While the model's concept of template-assisted ligation does describe how DNA—as well as RNA—repairs itself, Maslov and Tkachenko's work doesn't require that either of those was the specific polymer for the origin of life.
"Our model could also describe a proto-RNA molecule. It could be something completely different," Maslov said.
Order from disorder
The fact that Maslov and Tkachenko's model doesn't require the presence of a specific molecule speaks to their more theoretical approach.
"It's a different mentality from what a biochemist would do," said Tkachenko. "A biochemist would be fixated on specific molecules. We, being ignorant physicists, tried to work our way from a general conceptual point of view, as there's a fundamental problem."
That fundamental problem is the second law of thermodynamics, which states that systems tend toward increasing disorder and lack of organization. The formation of long polymer chains from monomers is the precise opposite of that.
"How do you start with the regular laws of physics and get to these laws of biology which makes things run backward, which make things more complex, rather than less complex?" Tkachenko queried. "That's exactly the jump that we want to understand."
Applications in nanoscience
The work is an outgrowth of efforts at the Center for Functional Nanomaterials, a DOE Office of Science User Facility, to use DNA and other biomolecules to direct the self-assembly of nanoparticles into large, ordered arrays. While CFN doesn't typically focus on these kinds of primordial biological questions, Maslov and Tkachenko's modeling work could help CFN scientists engaged in cutting-edge nanoscience research to engineer even larger and more complex assemblies using nanostructured building blocks.
"There is a huge interest in making engineered self-assembled structures, so we were essentially thinking about two problems at once," said Tkachenko. "One is relevant to biologists, and second asks whether we can engineer a nanosystem that will do what our model does."
The next step will be to determine whether template-aided ligation can allow polymers to begin undergoing the evolutionary changes that characterize life as we know it. While this first round of research involved relatively modest computational resources, that next phase will require far more involved models and simulations.
Maslov and Tkachenko's work has solved the problem of how long polymer chains capable of information transmission from one generation to the next could emerge from the world of simple monomers. Now they are turning their attention to how such a system could naturally narrow itself down from exponentially many polymers to only a select few with desirable sequences.
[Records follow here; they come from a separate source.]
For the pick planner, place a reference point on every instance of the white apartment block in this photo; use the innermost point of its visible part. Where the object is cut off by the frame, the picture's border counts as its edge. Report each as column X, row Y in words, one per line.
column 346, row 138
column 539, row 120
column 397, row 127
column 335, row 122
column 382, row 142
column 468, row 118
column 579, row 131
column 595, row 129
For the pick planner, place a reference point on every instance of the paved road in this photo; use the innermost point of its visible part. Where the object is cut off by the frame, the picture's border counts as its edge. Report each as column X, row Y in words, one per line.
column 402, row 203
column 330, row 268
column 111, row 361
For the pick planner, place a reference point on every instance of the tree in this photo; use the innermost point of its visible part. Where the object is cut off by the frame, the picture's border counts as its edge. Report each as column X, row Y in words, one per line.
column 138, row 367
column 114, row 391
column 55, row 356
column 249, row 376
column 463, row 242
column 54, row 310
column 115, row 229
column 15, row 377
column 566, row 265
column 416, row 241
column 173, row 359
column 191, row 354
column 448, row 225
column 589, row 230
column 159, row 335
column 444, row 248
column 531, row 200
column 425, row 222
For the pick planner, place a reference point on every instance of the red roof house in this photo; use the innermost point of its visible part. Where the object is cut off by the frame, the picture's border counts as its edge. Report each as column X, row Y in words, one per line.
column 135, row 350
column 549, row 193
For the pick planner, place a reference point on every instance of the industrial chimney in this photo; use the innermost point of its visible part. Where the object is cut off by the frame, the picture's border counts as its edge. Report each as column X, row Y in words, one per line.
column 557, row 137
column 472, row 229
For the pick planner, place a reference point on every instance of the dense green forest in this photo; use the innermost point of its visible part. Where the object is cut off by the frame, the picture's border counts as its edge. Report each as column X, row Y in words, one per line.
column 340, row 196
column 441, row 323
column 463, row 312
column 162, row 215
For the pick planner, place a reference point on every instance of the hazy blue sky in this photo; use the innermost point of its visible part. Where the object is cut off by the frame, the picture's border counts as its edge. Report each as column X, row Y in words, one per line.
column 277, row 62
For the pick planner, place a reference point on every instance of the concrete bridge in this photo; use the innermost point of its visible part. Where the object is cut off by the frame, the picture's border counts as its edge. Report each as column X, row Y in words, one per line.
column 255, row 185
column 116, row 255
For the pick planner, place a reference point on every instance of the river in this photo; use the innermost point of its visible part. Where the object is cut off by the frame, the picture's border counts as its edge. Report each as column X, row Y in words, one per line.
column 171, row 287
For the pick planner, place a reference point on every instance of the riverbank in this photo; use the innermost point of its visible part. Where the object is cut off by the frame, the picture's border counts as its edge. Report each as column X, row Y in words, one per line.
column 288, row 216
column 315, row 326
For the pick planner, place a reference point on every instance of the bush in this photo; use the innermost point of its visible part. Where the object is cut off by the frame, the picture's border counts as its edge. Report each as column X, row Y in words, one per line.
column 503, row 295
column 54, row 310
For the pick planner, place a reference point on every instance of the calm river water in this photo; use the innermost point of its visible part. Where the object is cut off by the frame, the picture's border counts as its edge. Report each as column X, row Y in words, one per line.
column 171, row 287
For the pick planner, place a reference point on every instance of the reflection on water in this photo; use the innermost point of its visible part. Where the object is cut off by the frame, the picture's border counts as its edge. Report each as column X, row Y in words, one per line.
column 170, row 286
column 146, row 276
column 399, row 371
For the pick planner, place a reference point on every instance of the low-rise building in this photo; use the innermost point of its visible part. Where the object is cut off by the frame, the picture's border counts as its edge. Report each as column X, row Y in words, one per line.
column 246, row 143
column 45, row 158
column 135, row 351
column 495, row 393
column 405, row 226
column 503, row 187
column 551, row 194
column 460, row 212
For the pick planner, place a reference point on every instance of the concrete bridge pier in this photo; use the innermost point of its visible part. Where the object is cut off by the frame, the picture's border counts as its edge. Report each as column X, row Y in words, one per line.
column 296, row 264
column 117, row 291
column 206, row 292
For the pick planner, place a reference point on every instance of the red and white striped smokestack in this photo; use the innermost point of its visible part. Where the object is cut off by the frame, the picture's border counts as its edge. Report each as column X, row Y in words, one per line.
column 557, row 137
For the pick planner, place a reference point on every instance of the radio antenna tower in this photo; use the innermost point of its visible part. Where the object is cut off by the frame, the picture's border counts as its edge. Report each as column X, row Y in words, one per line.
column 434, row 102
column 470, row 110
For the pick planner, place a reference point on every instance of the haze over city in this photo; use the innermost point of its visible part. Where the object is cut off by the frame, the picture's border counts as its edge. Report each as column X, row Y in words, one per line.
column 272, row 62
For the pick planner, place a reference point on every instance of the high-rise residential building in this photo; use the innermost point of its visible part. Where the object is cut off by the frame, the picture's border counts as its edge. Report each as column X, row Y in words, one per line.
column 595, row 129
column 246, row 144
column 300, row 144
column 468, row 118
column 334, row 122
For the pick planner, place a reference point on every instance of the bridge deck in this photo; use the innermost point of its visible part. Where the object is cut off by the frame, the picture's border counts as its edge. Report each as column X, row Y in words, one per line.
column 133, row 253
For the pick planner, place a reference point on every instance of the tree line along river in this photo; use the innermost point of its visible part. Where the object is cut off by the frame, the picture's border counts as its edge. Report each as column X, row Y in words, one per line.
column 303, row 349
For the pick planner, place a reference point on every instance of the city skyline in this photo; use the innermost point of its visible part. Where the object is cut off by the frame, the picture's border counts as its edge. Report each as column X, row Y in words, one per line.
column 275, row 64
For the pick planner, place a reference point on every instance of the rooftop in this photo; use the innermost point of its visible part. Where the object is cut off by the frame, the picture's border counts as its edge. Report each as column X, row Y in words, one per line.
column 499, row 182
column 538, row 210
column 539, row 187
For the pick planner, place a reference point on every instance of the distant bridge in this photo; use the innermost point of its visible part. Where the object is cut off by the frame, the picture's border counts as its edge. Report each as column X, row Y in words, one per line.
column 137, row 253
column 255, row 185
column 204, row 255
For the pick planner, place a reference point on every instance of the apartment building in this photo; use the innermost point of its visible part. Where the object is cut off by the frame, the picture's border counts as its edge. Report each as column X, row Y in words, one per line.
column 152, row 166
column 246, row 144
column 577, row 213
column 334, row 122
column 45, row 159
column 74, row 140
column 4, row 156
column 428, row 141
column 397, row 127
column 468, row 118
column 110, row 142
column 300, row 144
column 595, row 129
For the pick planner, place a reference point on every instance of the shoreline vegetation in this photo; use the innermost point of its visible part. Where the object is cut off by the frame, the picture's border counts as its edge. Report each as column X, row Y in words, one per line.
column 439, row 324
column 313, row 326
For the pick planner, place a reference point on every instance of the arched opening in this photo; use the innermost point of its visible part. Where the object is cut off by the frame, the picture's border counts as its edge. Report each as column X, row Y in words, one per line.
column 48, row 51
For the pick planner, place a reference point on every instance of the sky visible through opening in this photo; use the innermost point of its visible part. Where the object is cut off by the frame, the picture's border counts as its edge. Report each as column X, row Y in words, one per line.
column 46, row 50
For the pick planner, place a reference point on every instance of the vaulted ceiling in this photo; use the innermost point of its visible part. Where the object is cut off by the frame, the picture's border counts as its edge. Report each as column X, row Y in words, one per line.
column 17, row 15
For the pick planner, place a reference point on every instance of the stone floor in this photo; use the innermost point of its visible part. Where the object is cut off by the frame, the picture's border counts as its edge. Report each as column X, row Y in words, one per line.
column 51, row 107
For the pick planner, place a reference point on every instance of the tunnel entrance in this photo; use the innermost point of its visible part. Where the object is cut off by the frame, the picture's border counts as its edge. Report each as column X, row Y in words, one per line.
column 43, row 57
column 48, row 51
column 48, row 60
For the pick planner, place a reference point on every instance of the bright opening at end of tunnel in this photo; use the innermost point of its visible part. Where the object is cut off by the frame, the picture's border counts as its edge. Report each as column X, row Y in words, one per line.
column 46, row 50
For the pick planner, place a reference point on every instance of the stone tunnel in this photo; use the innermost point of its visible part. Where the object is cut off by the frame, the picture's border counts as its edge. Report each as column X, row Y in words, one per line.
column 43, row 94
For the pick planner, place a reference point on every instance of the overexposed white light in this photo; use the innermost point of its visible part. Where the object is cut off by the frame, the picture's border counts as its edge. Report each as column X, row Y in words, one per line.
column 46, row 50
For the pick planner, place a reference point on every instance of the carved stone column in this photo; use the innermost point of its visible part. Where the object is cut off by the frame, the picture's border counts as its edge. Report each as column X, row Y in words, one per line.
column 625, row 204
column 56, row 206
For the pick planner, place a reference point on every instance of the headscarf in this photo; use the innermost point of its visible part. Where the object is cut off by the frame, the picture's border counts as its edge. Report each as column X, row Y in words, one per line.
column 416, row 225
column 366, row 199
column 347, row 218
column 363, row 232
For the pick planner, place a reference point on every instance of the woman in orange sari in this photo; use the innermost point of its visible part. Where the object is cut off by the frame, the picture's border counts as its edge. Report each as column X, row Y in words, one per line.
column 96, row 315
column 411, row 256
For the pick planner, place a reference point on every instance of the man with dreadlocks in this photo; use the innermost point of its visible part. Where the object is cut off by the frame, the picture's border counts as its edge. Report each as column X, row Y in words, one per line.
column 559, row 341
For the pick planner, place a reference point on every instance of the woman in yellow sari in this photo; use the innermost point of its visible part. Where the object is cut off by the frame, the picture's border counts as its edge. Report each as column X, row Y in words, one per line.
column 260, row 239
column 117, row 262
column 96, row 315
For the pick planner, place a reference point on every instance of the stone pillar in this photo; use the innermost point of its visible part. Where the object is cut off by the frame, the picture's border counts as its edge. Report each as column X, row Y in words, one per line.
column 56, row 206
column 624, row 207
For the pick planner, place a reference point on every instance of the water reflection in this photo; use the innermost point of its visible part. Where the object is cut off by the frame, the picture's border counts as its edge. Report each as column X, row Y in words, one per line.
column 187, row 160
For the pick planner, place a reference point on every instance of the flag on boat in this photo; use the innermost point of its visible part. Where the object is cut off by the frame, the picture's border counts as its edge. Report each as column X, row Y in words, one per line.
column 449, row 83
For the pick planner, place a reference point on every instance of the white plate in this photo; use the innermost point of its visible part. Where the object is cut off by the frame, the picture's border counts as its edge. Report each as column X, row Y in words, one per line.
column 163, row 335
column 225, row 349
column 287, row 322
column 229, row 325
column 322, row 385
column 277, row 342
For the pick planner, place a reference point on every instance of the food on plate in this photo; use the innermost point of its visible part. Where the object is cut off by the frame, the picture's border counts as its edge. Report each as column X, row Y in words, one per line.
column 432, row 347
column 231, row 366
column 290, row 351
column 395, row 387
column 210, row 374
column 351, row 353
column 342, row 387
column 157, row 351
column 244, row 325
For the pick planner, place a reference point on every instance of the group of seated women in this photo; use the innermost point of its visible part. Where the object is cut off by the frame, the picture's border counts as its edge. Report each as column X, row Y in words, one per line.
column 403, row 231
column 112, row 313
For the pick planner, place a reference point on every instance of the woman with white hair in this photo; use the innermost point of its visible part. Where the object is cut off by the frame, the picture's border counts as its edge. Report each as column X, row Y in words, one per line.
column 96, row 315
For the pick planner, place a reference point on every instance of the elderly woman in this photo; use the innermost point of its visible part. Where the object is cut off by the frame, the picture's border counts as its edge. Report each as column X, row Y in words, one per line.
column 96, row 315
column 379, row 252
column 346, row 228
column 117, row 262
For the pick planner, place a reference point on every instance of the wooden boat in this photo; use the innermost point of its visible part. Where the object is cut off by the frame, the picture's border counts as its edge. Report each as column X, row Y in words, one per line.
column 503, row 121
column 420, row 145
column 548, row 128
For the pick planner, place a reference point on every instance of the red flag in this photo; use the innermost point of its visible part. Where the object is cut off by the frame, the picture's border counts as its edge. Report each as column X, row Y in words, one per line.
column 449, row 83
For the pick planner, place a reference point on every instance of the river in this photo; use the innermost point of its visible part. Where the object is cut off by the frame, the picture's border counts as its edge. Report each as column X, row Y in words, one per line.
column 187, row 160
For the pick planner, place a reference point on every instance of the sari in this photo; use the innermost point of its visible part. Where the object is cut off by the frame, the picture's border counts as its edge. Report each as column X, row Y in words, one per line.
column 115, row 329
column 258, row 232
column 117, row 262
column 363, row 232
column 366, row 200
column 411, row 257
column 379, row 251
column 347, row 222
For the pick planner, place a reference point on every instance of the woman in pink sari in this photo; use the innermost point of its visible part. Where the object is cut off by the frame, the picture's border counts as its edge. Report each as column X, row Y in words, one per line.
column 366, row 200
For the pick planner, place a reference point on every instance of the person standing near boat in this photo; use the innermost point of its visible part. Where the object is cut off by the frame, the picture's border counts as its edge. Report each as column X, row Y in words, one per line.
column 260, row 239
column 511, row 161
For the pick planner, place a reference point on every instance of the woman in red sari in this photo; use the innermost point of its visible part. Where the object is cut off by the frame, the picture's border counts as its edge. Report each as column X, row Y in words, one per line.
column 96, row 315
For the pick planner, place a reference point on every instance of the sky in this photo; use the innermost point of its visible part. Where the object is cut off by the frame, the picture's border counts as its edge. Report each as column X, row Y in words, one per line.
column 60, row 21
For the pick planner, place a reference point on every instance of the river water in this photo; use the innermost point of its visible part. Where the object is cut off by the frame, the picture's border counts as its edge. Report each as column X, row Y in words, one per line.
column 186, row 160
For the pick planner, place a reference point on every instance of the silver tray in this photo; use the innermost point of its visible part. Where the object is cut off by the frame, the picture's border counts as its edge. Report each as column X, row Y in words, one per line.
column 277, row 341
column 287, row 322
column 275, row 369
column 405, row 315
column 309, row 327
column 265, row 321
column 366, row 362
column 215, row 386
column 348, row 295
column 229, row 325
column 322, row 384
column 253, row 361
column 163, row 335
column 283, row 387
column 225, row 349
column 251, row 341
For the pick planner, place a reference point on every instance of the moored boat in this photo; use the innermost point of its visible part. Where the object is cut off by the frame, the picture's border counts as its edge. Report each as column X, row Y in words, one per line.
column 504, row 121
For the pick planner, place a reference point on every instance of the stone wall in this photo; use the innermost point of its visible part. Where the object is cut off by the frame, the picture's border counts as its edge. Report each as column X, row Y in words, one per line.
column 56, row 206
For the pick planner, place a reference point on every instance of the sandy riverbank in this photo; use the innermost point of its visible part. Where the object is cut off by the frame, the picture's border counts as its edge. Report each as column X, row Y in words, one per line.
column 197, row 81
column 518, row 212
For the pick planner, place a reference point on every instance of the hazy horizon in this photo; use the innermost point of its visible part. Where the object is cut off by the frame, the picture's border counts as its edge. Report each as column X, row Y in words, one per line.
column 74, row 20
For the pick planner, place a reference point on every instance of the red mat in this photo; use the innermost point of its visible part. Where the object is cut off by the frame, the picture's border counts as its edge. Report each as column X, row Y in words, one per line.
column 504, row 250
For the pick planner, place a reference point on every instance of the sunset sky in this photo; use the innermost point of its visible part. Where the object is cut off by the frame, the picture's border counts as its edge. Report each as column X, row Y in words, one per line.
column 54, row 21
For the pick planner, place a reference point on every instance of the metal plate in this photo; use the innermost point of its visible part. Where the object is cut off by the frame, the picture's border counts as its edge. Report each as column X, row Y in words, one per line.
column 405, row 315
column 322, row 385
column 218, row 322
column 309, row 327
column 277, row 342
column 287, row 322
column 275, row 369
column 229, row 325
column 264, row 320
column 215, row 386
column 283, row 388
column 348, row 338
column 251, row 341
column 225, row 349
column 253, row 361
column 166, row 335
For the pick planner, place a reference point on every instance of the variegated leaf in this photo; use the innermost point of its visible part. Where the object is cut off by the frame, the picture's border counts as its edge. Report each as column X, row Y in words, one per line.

"What we needed to show here was that this template-based ligation does result in a set of polymer chains, starting just from monomers," said Tkachenko. "So the next question we will be asking is whether, because of this template-based merger, we will be able to see specific sequences that will be more 'fit' than others. So this work sets the stage for the shift to the Darwinian phase."
This work was supported by the DOE Office of Science.